Carbon Monoxide (CO) is a colorless, odorless, deadly gas. CO is a common by-product of combustion, present whenever fuel is burned. (wood, paper, charcoal, natural or LP gas, fuel oil, kerosene, etc.) You can't see, taste or smell it. CO can kill you before you know it's even there. At low levels of exposure, CO causes health problems. Everyone is at risk, however some individuals such as infants, children, senior citizens and folks with heart or respiratory problems are at greater risk.
Why is CO dangerous?
CO is dangerous because the bloodstream more readily absorbs it than oxygen. CO joins with hemoglobin in the blood, displacing oxygen that your organs need to function. Initially, CO poisoning causes flu like symptoms, like headaches, fatigue, nausea, dizziness and confusion. More fuel burning appliances are used during the colder months, so people may mistake CO poisoning for the flu.

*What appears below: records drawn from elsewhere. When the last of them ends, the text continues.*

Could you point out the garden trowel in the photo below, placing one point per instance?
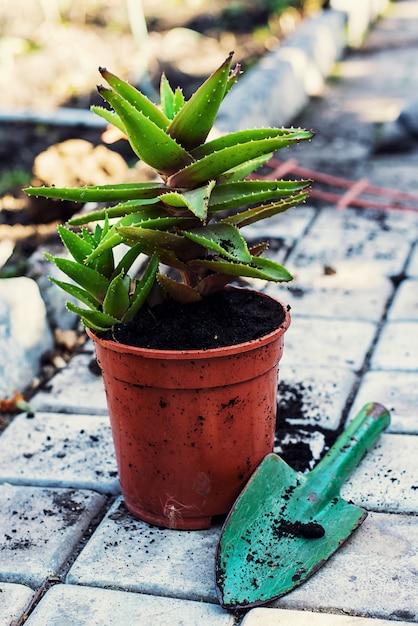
(285, 524)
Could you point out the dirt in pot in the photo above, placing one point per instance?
(224, 318)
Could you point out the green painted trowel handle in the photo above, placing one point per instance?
(327, 478)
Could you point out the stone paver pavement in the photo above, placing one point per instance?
(70, 553)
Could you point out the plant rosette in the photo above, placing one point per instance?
(189, 221)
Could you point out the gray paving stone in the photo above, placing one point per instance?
(312, 399)
(283, 617)
(68, 605)
(345, 294)
(74, 390)
(282, 80)
(364, 253)
(397, 347)
(412, 268)
(59, 450)
(130, 555)
(40, 530)
(405, 302)
(397, 391)
(327, 342)
(369, 222)
(316, 394)
(14, 599)
(373, 574)
(386, 480)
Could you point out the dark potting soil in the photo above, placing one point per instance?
(227, 317)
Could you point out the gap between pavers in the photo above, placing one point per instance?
(86, 606)
(284, 617)
(59, 450)
(40, 530)
(412, 269)
(333, 293)
(377, 252)
(327, 342)
(386, 479)
(131, 555)
(405, 304)
(397, 347)
(372, 574)
(14, 600)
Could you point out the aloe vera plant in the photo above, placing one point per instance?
(189, 219)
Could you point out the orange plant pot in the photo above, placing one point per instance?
(189, 427)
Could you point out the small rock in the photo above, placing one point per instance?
(24, 333)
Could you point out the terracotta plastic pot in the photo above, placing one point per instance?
(189, 427)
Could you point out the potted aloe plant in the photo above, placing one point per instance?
(190, 421)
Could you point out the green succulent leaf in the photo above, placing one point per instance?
(128, 259)
(100, 193)
(244, 169)
(89, 279)
(283, 136)
(217, 162)
(109, 116)
(151, 239)
(171, 101)
(113, 237)
(96, 320)
(149, 142)
(77, 245)
(178, 291)
(224, 239)
(76, 292)
(195, 200)
(233, 195)
(264, 211)
(259, 268)
(192, 124)
(137, 99)
(149, 208)
(116, 302)
(143, 289)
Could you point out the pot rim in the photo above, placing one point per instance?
(154, 353)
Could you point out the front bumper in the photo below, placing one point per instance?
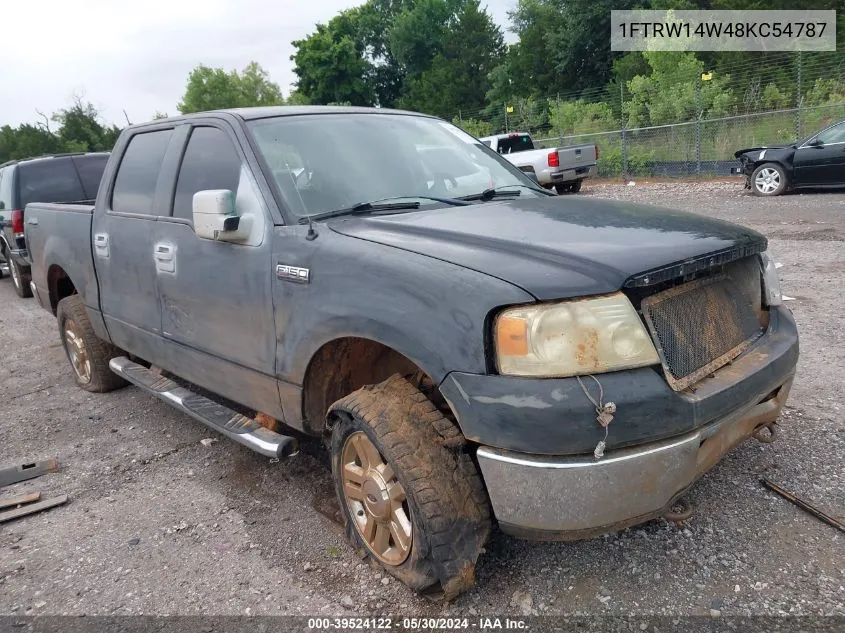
(565, 498)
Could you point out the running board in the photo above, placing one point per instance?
(222, 419)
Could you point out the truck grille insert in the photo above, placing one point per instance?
(701, 326)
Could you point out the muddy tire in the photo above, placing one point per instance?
(768, 179)
(20, 279)
(87, 354)
(387, 452)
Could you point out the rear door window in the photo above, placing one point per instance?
(515, 143)
(137, 176)
(90, 169)
(6, 188)
(50, 180)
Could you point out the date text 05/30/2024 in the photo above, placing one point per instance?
(415, 624)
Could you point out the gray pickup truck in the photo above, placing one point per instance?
(561, 367)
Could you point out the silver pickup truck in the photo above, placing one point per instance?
(563, 168)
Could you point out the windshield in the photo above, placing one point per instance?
(334, 161)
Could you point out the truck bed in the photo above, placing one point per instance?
(63, 231)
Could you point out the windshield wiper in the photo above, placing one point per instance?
(501, 191)
(384, 204)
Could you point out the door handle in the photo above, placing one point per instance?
(164, 252)
(101, 245)
(164, 256)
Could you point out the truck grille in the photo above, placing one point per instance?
(700, 326)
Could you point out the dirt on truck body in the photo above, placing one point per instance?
(471, 353)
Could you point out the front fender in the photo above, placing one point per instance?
(433, 312)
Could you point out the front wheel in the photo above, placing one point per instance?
(88, 355)
(410, 504)
(20, 280)
(769, 179)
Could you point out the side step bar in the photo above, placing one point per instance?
(222, 419)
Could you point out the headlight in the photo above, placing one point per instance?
(771, 281)
(583, 336)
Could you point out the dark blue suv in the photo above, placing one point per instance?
(57, 178)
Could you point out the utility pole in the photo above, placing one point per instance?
(799, 96)
(624, 125)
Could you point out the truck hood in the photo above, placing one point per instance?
(560, 247)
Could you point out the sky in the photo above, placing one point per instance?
(135, 55)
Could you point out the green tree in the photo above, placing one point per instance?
(458, 77)
(81, 131)
(214, 88)
(669, 93)
(580, 117)
(330, 63)
(476, 127)
(26, 140)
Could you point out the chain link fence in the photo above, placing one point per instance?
(772, 105)
(702, 148)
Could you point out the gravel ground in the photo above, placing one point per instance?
(159, 523)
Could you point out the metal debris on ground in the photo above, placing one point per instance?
(19, 500)
(821, 516)
(29, 470)
(32, 508)
(28, 503)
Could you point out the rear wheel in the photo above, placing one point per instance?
(769, 179)
(568, 187)
(88, 355)
(20, 279)
(410, 504)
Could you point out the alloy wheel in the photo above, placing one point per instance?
(376, 500)
(76, 351)
(767, 180)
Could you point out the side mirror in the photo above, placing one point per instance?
(215, 217)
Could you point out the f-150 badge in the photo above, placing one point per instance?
(293, 273)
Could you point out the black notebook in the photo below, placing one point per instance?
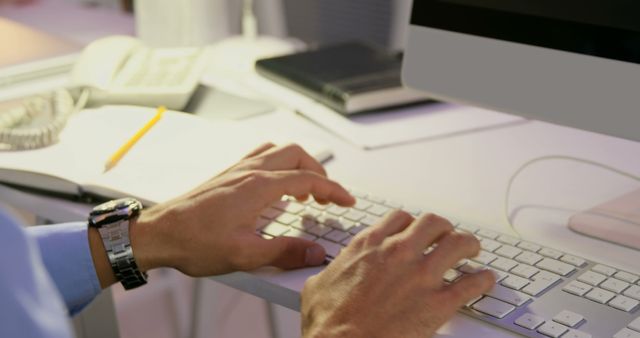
(350, 78)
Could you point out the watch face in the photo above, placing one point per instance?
(115, 210)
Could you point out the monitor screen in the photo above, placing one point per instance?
(608, 29)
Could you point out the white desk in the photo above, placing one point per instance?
(465, 176)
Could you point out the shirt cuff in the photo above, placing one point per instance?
(67, 257)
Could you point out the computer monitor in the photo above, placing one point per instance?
(571, 62)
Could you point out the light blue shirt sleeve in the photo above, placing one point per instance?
(66, 255)
(30, 304)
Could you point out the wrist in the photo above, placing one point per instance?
(150, 240)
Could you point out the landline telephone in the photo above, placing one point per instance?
(111, 70)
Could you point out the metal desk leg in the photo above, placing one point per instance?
(98, 320)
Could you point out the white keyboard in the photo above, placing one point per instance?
(540, 291)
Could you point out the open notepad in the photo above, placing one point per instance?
(180, 152)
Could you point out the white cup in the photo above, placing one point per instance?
(181, 23)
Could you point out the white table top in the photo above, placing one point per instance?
(464, 176)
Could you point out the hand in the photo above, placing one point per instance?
(211, 230)
(383, 285)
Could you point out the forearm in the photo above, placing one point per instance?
(145, 244)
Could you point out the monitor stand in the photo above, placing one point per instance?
(616, 221)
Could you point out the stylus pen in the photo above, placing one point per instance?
(119, 154)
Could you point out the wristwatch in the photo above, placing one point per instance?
(112, 220)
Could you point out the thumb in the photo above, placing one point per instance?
(289, 252)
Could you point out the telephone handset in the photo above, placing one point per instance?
(122, 70)
(111, 70)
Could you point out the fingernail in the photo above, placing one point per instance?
(314, 255)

How does CO get into my home?
Inefficient burning of fuels creates CO. An improperly installed gas appliance may allow CO to escape. Cracked vent pipes or chimneys also let CO back into your home. Allowing a car to run in an attached garage is a large source of CO in the home. Operating barbecue grills in a garage or other unvented area will cause CO to accumulate. Portable, non-electric heaters may be a source as well.
How to avoid CO problems.
Never run an auto in an enclosed garage for an extended period.
Have a professional inspect your vent pipes or chimneys on an annual basis.
Don't run gas-powered equipment such as generators, in your home.
Protect you and your family by installing and maintaining a Carbon Monoxide detector at sleeping areas.